In order to make use of a secret censoring list the BPjM offers the "BPjM-Modul", which is a list of cryptographic hashes representing the censored URLs. The list is distributed about once per month to more than 27 companies who offer child protection software or DSL/Cable routers (for example AVM FRITZ!Box Router, Draytek Vigor Router, Telekom Kinderschutz Software, Salfeld Kindersicherung and Cybits JusProg and Surfsitter). This companies usually implement the blocklist as opt-in – users have to enable it by choice to filter the websites. Additionally, the major search engines like Google, Bing or Yahoo agreed to filter their results in Germany based on the list. They can download the (cleartext) list from a server of the FSM (Freiwillige Selbstkontrolle Multimedia-Diensteanbieter e. V.). In comparison to the opt-in approach by the router manufacturers the search engines filter all results served to German users, it is not possible to opt-out.
In 2011, "porno lawyer" Marko Dörre requested access to the list in order to do his work. This was denied two years later in curt decision VG Köln, 2013-07-04 – 13 K 7107/11 stating publication of the list could harm public safety. The curt further justifies its decision by stating that there are agreements with the 27 companies which have access to the hashed blacklist in place to ensure the list stays secret. This methods could be considered safe as there is no unauthorized use of the module data known since its creation in 2005.
This leak proves that the BPjM-Modul is not a secure way to distribute a secret Internet censorship list. It is not difficult at all to extract the list from different sources and calculate the cleartext URLs of the hashes. It proves as well that secret Internet censorship lists are of bad quality, with many outdated and absurd entries harming legitimate businesses.
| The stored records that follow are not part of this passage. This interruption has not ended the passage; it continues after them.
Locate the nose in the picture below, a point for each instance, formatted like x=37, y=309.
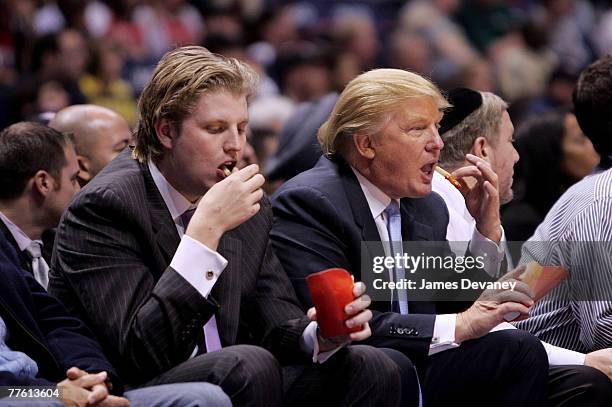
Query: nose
x=235, y=140
x=516, y=155
x=436, y=142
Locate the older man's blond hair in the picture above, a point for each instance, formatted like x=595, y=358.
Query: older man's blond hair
x=179, y=80
x=368, y=103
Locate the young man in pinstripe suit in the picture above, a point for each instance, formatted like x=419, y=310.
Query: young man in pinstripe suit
x=578, y=229
x=166, y=256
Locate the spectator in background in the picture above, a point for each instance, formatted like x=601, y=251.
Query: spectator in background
x=577, y=234
x=304, y=72
x=38, y=173
x=165, y=24
x=433, y=22
x=99, y=135
x=523, y=62
x=104, y=86
x=555, y=154
x=411, y=52
x=355, y=33
x=267, y=118
x=42, y=345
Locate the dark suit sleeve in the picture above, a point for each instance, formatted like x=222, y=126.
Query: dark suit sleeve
x=104, y=258
x=280, y=320
x=309, y=236
x=70, y=341
x=9, y=379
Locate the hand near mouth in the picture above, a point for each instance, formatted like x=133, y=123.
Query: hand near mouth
x=226, y=205
x=482, y=196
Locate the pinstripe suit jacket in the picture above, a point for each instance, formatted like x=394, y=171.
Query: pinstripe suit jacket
x=111, y=267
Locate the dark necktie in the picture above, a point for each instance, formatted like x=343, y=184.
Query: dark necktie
x=211, y=341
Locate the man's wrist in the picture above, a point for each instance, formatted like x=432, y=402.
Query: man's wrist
x=493, y=233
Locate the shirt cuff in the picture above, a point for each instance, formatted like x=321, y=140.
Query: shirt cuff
x=444, y=334
x=561, y=356
x=310, y=344
x=197, y=264
x=491, y=252
x=556, y=355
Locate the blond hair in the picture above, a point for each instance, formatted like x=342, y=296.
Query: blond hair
x=180, y=77
x=482, y=122
x=368, y=102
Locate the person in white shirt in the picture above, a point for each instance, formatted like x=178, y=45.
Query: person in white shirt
x=38, y=174
x=374, y=185
x=478, y=123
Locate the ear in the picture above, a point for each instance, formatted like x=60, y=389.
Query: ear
x=84, y=168
x=364, y=145
x=43, y=182
x=165, y=133
x=481, y=148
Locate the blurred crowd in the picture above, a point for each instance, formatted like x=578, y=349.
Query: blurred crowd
x=56, y=53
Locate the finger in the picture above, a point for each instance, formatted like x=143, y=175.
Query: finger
x=255, y=208
x=476, y=161
x=513, y=296
x=256, y=196
x=89, y=380
x=487, y=172
x=114, y=401
x=359, y=319
x=513, y=307
x=357, y=305
x=98, y=393
x=365, y=333
x=358, y=289
x=515, y=274
x=490, y=189
x=467, y=171
x=255, y=182
x=74, y=373
x=247, y=172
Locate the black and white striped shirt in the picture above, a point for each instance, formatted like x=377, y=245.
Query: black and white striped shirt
x=576, y=234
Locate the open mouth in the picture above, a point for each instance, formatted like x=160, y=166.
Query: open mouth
x=428, y=168
x=227, y=167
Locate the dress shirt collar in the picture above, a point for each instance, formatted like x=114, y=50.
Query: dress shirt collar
x=23, y=241
x=177, y=204
x=377, y=199
x=452, y=197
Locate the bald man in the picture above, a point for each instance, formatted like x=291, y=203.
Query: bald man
x=99, y=134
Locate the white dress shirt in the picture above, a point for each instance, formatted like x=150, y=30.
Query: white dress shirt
x=192, y=258
x=444, y=326
x=460, y=226
x=41, y=273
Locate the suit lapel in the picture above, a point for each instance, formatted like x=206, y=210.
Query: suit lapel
x=412, y=228
x=227, y=289
x=359, y=204
x=166, y=235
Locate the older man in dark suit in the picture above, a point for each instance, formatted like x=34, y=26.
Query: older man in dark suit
x=382, y=145
x=41, y=345
x=167, y=257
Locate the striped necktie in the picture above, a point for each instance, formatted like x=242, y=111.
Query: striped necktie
x=394, y=228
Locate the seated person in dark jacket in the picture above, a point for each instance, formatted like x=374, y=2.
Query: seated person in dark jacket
x=374, y=185
x=41, y=345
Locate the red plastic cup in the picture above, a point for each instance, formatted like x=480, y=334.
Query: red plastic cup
x=332, y=290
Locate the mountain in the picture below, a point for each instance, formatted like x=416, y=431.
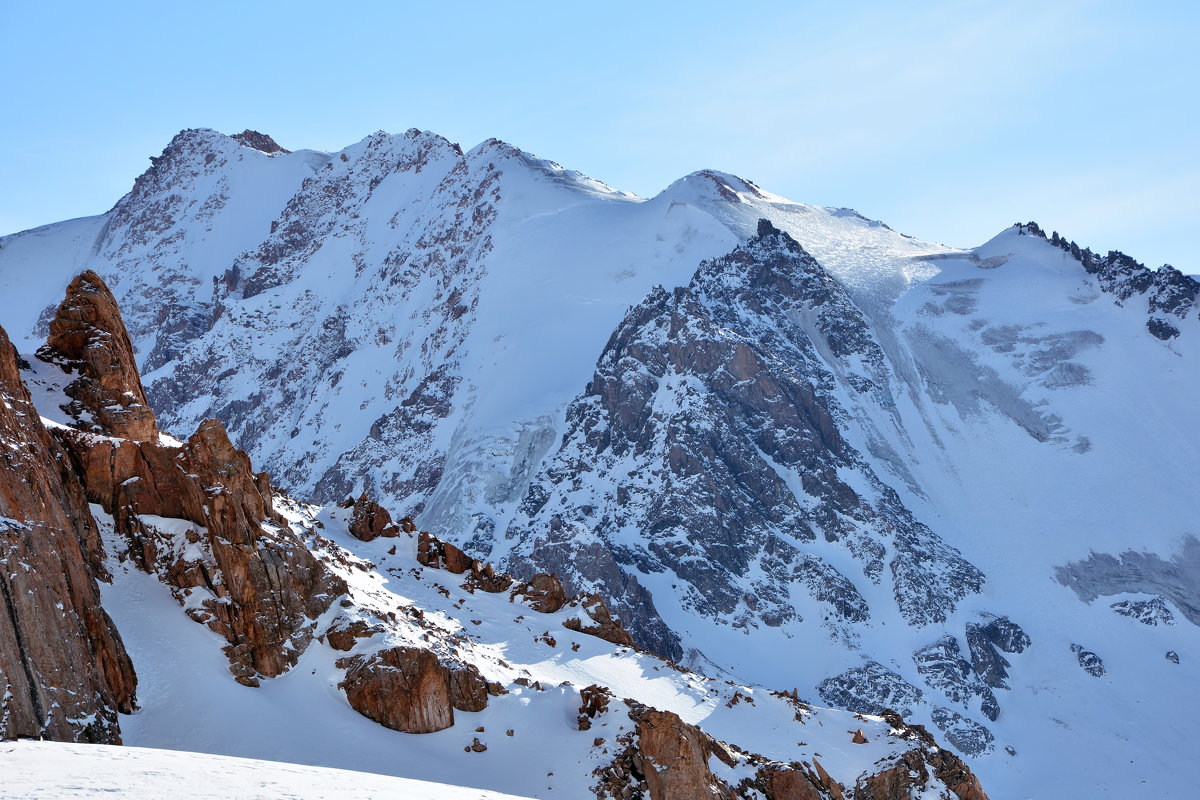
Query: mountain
x=786, y=444
x=257, y=625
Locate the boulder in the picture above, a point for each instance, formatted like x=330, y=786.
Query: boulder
x=88, y=336
x=409, y=690
x=64, y=671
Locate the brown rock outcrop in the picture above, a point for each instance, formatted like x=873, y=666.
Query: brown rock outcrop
x=593, y=702
x=433, y=553
x=88, y=336
x=789, y=782
x=371, y=521
x=64, y=671
x=543, y=593
x=265, y=585
x=675, y=758
x=436, y=554
x=409, y=690
x=606, y=626
x=912, y=770
x=258, y=142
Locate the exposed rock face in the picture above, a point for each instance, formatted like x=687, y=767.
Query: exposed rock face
x=258, y=142
x=88, y=336
x=409, y=690
x=916, y=771
x=1169, y=295
x=987, y=639
x=1174, y=579
x=705, y=404
x=64, y=671
x=870, y=689
x=605, y=626
x=433, y=553
x=967, y=735
x=593, y=702
x=258, y=585
x=943, y=667
x=371, y=521
x=544, y=593
x=1089, y=661
x=675, y=758
x=1147, y=612
x=783, y=783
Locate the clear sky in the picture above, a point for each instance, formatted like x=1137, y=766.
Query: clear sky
x=946, y=120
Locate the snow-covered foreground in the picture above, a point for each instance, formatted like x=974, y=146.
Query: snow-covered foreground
x=49, y=770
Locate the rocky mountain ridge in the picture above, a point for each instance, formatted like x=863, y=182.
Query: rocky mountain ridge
x=894, y=453
x=261, y=571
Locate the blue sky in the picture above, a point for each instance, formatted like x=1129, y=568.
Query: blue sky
x=946, y=120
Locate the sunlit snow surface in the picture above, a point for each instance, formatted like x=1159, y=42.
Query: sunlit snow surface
x=46, y=770
x=190, y=702
x=1036, y=426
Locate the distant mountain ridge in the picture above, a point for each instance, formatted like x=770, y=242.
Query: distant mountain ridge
x=762, y=429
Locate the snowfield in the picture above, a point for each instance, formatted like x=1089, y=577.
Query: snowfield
x=1003, y=433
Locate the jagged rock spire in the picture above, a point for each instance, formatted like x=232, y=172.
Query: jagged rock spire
x=88, y=336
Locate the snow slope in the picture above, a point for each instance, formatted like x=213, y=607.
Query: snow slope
x=417, y=320
x=64, y=771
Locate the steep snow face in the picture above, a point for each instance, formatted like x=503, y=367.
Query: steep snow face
x=60, y=771
x=865, y=422
x=707, y=455
x=526, y=739
x=399, y=316
x=754, y=449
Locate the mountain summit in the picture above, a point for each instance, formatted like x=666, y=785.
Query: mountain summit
x=786, y=444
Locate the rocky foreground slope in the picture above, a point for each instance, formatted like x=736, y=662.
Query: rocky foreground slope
x=513, y=685
x=789, y=445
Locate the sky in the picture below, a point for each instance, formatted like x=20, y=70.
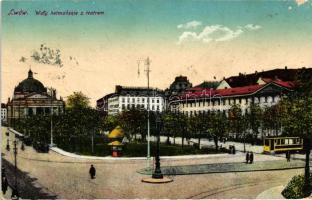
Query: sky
x=200, y=39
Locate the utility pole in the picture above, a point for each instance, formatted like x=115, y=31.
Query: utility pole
x=147, y=70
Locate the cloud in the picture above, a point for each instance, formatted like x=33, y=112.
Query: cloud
x=216, y=33
x=190, y=25
x=252, y=27
x=300, y=2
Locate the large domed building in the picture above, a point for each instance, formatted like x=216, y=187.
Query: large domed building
x=30, y=97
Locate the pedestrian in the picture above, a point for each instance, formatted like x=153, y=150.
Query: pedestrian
x=251, y=158
x=4, y=184
x=288, y=156
x=92, y=172
x=247, y=157
x=231, y=149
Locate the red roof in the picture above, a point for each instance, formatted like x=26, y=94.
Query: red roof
x=204, y=92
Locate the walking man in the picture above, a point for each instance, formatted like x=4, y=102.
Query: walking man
x=288, y=156
x=92, y=172
x=251, y=157
x=247, y=157
x=4, y=184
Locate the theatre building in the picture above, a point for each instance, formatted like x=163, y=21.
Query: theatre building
x=30, y=97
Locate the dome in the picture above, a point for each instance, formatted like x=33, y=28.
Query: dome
x=116, y=133
x=30, y=85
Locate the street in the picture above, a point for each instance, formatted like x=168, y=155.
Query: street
x=67, y=177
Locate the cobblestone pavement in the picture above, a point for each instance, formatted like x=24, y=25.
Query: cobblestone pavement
x=228, y=167
x=68, y=177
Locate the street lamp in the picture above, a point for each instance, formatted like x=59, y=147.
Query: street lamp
x=157, y=173
x=8, y=145
x=15, y=191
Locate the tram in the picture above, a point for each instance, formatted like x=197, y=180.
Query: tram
x=282, y=144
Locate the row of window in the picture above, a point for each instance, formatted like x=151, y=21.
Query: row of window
x=139, y=99
x=217, y=102
x=141, y=106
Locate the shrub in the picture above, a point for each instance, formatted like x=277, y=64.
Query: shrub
x=294, y=189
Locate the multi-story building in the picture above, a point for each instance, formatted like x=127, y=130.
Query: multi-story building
x=3, y=113
x=30, y=97
x=201, y=100
x=126, y=98
x=264, y=88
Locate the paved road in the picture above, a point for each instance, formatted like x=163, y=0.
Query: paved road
x=68, y=177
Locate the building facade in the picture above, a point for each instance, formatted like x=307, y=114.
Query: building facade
x=30, y=97
x=201, y=100
x=3, y=113
x=126, y=98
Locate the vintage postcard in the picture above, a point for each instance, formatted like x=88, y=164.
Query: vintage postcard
x=163, y=99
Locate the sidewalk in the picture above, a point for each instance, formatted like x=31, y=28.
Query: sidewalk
x=72, y=155
x=268, y=165
x=272, y=193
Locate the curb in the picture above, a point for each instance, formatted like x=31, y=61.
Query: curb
x=72, y=155
x=141, y=171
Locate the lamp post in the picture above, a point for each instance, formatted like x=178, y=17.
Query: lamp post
x=51, y=118
x=15, y=190
x=157, y=173
x=307, y=148
x=8, y=145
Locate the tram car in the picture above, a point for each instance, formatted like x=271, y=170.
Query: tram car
x=282, y=144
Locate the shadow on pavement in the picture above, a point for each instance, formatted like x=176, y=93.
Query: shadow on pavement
x=26, y=184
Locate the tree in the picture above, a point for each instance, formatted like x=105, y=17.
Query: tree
x=77, y=100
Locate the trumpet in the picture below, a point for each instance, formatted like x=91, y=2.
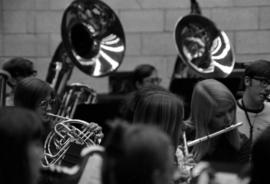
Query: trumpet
x=66, y=132
x=207, y=137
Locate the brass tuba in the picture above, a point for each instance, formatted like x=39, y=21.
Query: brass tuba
x=92, y=40
x=202, y=46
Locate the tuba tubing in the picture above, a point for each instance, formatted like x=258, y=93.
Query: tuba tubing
x=207, y=137
x=64, y=133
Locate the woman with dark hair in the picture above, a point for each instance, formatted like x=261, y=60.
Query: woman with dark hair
x=18, y=68
x=213, y=108
x=155, y=105
x=137, y=154
x=35, y=94
x=145, y=75
x=20, y=133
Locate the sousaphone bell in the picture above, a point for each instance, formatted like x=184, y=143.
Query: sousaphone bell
x=203, y=47
x=93, y=37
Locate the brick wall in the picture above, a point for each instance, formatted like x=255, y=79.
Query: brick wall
x=31, y=28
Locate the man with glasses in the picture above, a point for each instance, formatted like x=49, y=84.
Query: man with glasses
x=254, y=107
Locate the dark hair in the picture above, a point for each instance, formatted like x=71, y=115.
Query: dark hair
x=142, y=71
x=18, y=128
x=259, y=68
x=156, y=105
x=134, y=153
x=30, y=91
x=19, y=67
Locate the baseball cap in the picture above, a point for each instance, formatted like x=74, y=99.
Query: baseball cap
x=258, y=68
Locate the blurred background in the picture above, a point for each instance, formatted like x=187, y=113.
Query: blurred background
x=31, y=29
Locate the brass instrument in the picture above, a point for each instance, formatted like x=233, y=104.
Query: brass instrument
x=207, y=137
x=93, y=40
x=66, y=132
x=202, y=46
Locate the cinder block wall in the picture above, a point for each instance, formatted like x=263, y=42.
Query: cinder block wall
x=31, y=28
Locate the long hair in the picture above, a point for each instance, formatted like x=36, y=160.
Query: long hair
x=207, y=96
x=155, y=105
x=18, y=128
x=30, y=91
x=134, y=153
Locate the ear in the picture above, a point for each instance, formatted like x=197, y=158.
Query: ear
x=157, y=177
x=247, y=81
x=138, y=85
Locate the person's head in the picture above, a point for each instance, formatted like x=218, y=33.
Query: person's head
x=257, y=81
x=21, y=151
x=156, y=105
x=137, y=154
x=145, y=75
x=34, y=94
x=19, y=68
x=213, y=107
x=260, y=158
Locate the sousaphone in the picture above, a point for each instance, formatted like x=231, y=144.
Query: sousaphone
x=93, y=40
x=202, y=46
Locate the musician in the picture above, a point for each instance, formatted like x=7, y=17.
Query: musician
x=35, y=94
x=213, y=108
x=21, y=151
x=157, y=106
x=145, y=75
x=261, y=158
x=137, y=154
x=18, y=68
x=253, y=109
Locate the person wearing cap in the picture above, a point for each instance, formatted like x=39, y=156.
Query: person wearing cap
x=18, y=68
x=253, y=109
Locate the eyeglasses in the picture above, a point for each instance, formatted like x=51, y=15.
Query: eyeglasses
x=45, y=103
x=263, y=81
x=155, y=80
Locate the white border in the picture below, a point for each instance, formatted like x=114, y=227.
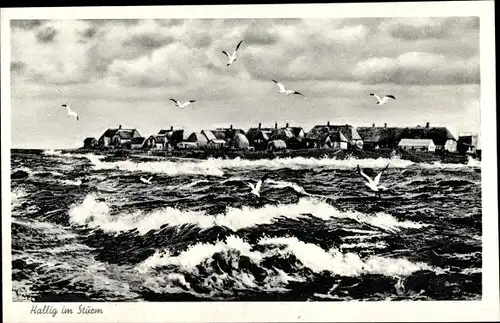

BPjM-Modul implementations
There are at least three different technical implementations of the BPjM-Modul currently in use:- the search engines receive the URL list of the BPjM-Modul encrypted via OpenPGP which they can decrypt to the cleartext
- a list with separate md5 hashes for domain and path part of the URL and two bits for indicating the depth of the URL, as used by by the Openschoolserver, AVM FRITZ!Box and an unknown implementation uploaded to SourceForge
- a BPjMInspect.dll file which downloads a bpjmlist.xml with salted sha1 hashes as used by the Telekom Kinderschutzsoftware
BPjM-Modul implementation with separate md5 hashes for domain and path
This format is for example used by AVM on the FRITZ!Box cable/DSL routers.Each entry consists of 3 hex values:
BPjM-Modul implementation with salted sha1 hash of the URL
The child protection software "Telekom Kindersicherung" includes a BPjM-Modul which is quite different to the (apparently older) md5 implementation. The software ships with the 143kb file BPjMInspect.dll which downloads new blacklists from the t-online.de webserver as a XML file. The structure of the XML file is as follows:Each entry is a 44 bit hexadecimal upper case string. The first 4 bit represent the size of the cleartext string in binary notation. The other 40 bit are the sha1 hash of the domain or URL with the appended salt "To200-X" and without "http://" or the www subdomain. Table A contains 2816 entries of just domains, table B contains 115 domains with one depth value, for example "yildizporn.com/tube.htm" or "tubetubetube.com/tube". Finally, table C contains 85 domains with more than one depth value, for example "youtube.com/user/Saifulhaakim" or "vidyotup.com/video/126690/Kafa-Kesme-18".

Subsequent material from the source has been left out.